Luka Dončić wants the Los Angeles Lakers to add an A-list center, and the search has already moved into specific names. Jalen Duren and Walker Kessler are among the players the Lakers have done due diligence on as they weigh how to reshape the front line around their guard.
A source close to Dončić said his “first and foremost desire is an A-list center.” That preference gives the Lakers a clear target type as they work through an offseason search that has included restricted free agents and a wider look at interior help.
Dončić and Rob Pelinka
Dončić remains in constant contact with Rob Pelinka and JJ Redick while spending his summer in Slovenia with his daughters. The Lakers have spent this offseason evaluating center options, and the focus on a rim-protecting big lines up with what Dončić has tended to value alongside him: a player who can defend the paint and finish plays at the rim.

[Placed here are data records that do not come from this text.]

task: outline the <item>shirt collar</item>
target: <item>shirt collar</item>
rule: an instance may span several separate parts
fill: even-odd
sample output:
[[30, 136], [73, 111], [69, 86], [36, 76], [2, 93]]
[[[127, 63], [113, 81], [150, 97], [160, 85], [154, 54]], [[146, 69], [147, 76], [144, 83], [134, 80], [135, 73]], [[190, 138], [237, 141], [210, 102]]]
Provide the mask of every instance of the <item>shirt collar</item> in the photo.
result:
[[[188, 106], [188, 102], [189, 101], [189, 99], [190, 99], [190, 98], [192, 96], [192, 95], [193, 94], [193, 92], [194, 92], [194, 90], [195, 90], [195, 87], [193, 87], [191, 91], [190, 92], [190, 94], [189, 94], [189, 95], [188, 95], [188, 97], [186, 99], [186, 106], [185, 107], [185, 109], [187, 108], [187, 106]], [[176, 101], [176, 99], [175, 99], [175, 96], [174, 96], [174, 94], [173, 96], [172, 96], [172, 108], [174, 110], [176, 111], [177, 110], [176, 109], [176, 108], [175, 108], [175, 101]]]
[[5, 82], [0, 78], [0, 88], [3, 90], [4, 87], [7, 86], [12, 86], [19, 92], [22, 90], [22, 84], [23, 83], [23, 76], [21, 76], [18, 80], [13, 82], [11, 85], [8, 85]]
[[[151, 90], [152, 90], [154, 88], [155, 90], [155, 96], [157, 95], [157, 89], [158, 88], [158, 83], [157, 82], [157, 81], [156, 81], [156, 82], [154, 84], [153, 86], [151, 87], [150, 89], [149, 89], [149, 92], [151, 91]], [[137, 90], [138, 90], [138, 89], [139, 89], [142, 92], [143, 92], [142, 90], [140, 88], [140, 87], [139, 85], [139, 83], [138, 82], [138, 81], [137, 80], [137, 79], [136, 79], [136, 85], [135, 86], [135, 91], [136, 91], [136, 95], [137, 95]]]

The search is not happening in a vacuum. The Lakers are trying to build around a franchise guard, and the middle of the floor has become the clearest roster pressure point. A frontcourt piece that can handle the rim and paint changes how the rest of the lineup can be arranged, especially against teams built around interior size.
Jalen Duren and Walker Kessler
Duren and Kessler stood out because both fit the exact request. Duren is 22 and just finished a season in which he played 70 games, averaged 19.5 points, 10.5 rebounds, 2.0 assists and 0.8 blocks, shot 65.0 percent from the field, and earned his first All-Star selection and All-NBA Third Team honors.
His postseason line adds another layer. Across 14 postseason games, he averaged 10.2 points and 8.5 rebounds, and he scored under 10 points in seven of those games. That gives the Lakers a fuller picture of the player they are evaluating: efficient, productive, and young enough to fit into a long runway.
Detroit Pistons Push Back
Detroit has already pushed back. Someone inside the organization told Dave McMenamin, “Hey, tell Luka to leave [Jalen Duren] alone.” That line came after McMenamin said on NBA Today Thursday that he heard from inside the Pistons organization following the report on Dončić’s preference.
The resistance is straightforward. Duren is entering restricted free agency this summer, and Detroit can match any offer sheet a rival team puts in front of him. The Pistons have repeatedly signaled that they view him as a foundational piece alongside Cade Cunningham, which makes the Lakers’ path to him much steeper than a simple open-market chase.
That leaves the Lakers with a center search that still has multiple branches. Deandre Ayton carries a player option worth $8.1 million, while Peyton Watson and Tari Eason have been part of the broader evaluation of wing help. The immediate issue is still the same one Dončić put at the center of it: whether the Lakers can land the kind of big man he wants, or whether Detroit’s stance forces them to pivot to another name.